The downside to this processing method is the use of extremely high temperatures, which burn the flavorful coffee oils in the coffee.
Another problem with this method is it tends to produce a very fine coffee powder.
To combat this issue, the grains of pure coffee powder have to be fused together, which involves an additional processing method involving steam.
Coffee Powder vs. Raw Coffee Powder
There is often some confusion between instant coffee powder and plain coffee powder.
Although both sound the same, they are entirely different products, and if you grab the wrong bag, you could be in for a surprise – and a mouthful of chewy coffee grinds.
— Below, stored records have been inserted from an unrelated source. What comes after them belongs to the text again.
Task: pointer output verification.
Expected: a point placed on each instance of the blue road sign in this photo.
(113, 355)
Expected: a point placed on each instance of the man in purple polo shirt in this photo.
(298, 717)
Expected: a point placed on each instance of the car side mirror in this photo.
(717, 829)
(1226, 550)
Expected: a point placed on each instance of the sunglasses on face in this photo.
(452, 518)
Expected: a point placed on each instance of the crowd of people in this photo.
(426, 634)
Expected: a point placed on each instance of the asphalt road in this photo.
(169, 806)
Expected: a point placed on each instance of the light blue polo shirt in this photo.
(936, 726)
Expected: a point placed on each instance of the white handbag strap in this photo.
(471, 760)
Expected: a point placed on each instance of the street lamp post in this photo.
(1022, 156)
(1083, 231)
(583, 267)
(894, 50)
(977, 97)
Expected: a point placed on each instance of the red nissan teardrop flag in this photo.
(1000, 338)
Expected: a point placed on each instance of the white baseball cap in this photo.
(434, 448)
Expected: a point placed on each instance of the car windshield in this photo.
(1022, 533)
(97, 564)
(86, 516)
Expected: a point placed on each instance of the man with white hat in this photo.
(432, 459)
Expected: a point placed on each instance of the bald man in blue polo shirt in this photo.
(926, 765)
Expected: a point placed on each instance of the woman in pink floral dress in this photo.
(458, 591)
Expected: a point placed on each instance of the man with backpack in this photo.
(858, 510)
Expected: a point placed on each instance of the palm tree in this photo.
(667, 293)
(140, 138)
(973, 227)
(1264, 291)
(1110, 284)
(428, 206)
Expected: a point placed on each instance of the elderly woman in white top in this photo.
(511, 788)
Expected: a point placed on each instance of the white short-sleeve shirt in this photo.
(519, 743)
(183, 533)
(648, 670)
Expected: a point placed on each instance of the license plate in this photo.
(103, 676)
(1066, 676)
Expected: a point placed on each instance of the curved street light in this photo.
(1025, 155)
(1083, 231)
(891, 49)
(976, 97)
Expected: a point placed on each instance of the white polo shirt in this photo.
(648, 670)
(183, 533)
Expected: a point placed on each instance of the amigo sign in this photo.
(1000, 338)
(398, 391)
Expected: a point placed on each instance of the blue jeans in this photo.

Raw coffee powder is precisely that – Raw. Roasted whole coffee beans are ground to a very fine powder form.
This raw powered pure coffee product is used primarily in cooking or seasoning for added flavor.
Raw coffee powder won’t dissolve as instant coffee does, and I definitely wouldn’t recommend trying to drink it.
How To Make Powdered Coffee At Home
It is possible to make powdered coffee at home, but a jar of instant coffee doesn’t cost a lot and will probably taste better than your homemade concoction.
But if you’re willing to try, here’s how it’s done.
You can use any brewing method, but I recommend using a Chemex for producing large amounts of coffee.
The best instant coffee needs a solid foundation; by that, I mean starting with good-quality coffee beans. Coffee powder tastes the best when Arabica coffee beans are used.
Grind your coffee as you usually would and brew your coffee.
This is where it gets a little tricky.
You need a way to dry your wet, freshly brewed coffee. You can either pour your coffee onto a baking tray and place it in the oven on a low heat until the liquid completely evaporates, or you can invest in a dehydrator. Either way, the coffee needs to turn into powder.
That’s essentially it.
It’s a fun task to try once, but the end result isn’t reality worth all of the effort – the flavor of the granules is kinda meh!
So there you have it. Coffee powder is simply just another name for instant coffee.
Just make sure you don’t get mixed up and buy raw coffee powder by mistake meant for cooking; nobody likes to chew their coffee!
I’ll let you in on a little secret: fresh whole coffee beans evenly ground using a burr grinder just before you brew will produce the best-tasting coffee you can get.
Ditch the instant coffee powder and get yourself some fresh coffee instead!